A dispute has broken out between members of the Hay community resulting in the forced halting of plans for a disused boarding house to be turned into an isolation centre for out-of-towners.
Owner of Claughton House, Mark Lengacher, had posted onto Facebook earlier this week that he would be prepared to open the newly renovated facility for guests during the COVID-19 pandemic.
"It would be the perfect place for self-isolation," Mr Lengacher told The Daily Advertiser.
"It would mainly have been for family members and friends who might be coming back from Melbourne or somewhere, mostly Melbourne, to self-isolate before going back into the community."
Following online discussion, Hay Shire Council posted to its Facebook page a message saying it had asked Mr Lengacher to "immediately cease the use of Claughton House for backpacker, hostel, dormitory or isolation accommodation", due to fears surrounding the COVID-19 crisis.
"Council has also been in contact with both Member for Farrer and Member for Murray, as well as the local Police, and has requested their assistance in keeping Hay COVID-19 free," the post read.
Mayor of Hay Shire, Bill Sheaffe, told The Daily Advertiser he acknowledges the right of hotels in the community to continue functioning at this time, but that he believed the Claughton House plans could present an unnecessary risk.
"We don't really want an influx of people coming here who could be a threat to the health of the community," Mr Sheaffe said.
"I don't think the community would welcome that at this time.
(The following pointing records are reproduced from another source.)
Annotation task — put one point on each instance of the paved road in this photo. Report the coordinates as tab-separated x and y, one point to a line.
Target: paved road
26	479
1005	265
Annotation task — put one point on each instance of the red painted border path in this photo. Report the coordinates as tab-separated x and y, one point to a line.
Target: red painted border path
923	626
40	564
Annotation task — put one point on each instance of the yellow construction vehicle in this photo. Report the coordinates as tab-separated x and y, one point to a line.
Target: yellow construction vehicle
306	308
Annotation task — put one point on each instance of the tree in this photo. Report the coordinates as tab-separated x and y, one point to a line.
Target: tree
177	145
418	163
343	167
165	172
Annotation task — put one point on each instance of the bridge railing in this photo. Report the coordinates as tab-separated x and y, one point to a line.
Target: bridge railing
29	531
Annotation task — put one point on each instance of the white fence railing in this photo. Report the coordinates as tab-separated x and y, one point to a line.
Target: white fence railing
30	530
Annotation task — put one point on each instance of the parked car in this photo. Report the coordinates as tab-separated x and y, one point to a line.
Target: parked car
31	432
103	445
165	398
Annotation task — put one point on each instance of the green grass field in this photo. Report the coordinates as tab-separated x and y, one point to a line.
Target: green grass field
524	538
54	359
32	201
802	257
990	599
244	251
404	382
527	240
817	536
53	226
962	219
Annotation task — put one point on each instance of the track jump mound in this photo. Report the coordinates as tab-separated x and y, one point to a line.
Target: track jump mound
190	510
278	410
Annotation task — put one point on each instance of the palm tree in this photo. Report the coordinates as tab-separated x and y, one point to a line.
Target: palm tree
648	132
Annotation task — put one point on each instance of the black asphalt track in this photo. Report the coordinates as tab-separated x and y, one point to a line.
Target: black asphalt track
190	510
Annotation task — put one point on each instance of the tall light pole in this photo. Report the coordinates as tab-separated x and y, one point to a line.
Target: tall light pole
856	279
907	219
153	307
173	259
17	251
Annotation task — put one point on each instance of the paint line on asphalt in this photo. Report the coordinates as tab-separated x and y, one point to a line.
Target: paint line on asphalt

Normally though we love tourism at any time, but right now, we have to do the right thing."
After discussion, Mr Sheaffe said the council had been reticent to see large groups turn up in town, even if they were to stay in isolation.
"The only way this virus is going to come to Hay is if someone brings it into the community from outside," Mr Sheaffe said.
"We want to make sure that has no chance of happening."
Without restrictions, the facility has the capacity for up to 80 guests at any time, but given the social distancing protocols now in place, Mr Lengacher said he considered it reasonable for only up to 40 in isolation.
"We could have easily had the distance in the common rooms, they're about 500 square metres," he said.
"It was an idea I tried to flag, but it didn't work."
Having spent the past 18 months in renovation since he purchased the facility, Claughton House has only been re-opened to the public since January.
But now with the restrictions, Mr Lengacher is looking at having to leave the building dormant for a long time to come.
"This is just a vacant building at the moment," he said.
"It was a bad time to finish renovations. [In the past] we have had a lot of people through, but now that the renovations are done, there's nothing I can do."
Separate to Claughton House, Mr Lengacher has also been the proprietor of the Pretty Pine Hotel near Deniliquin.
Although this business is also suffering having had to close down its pub due to the federal restrictions. It is now only open for take-away orders.
Despite the council's decision, Mr Lengacher said he had received "a lot of positive comments, even on social media" about his thwarted plans.
"At the end of the day all I was trying to do was be proactive and offer my facility at a heavily discounted rate to people who could use it," he said.
"But that's not going to happen now."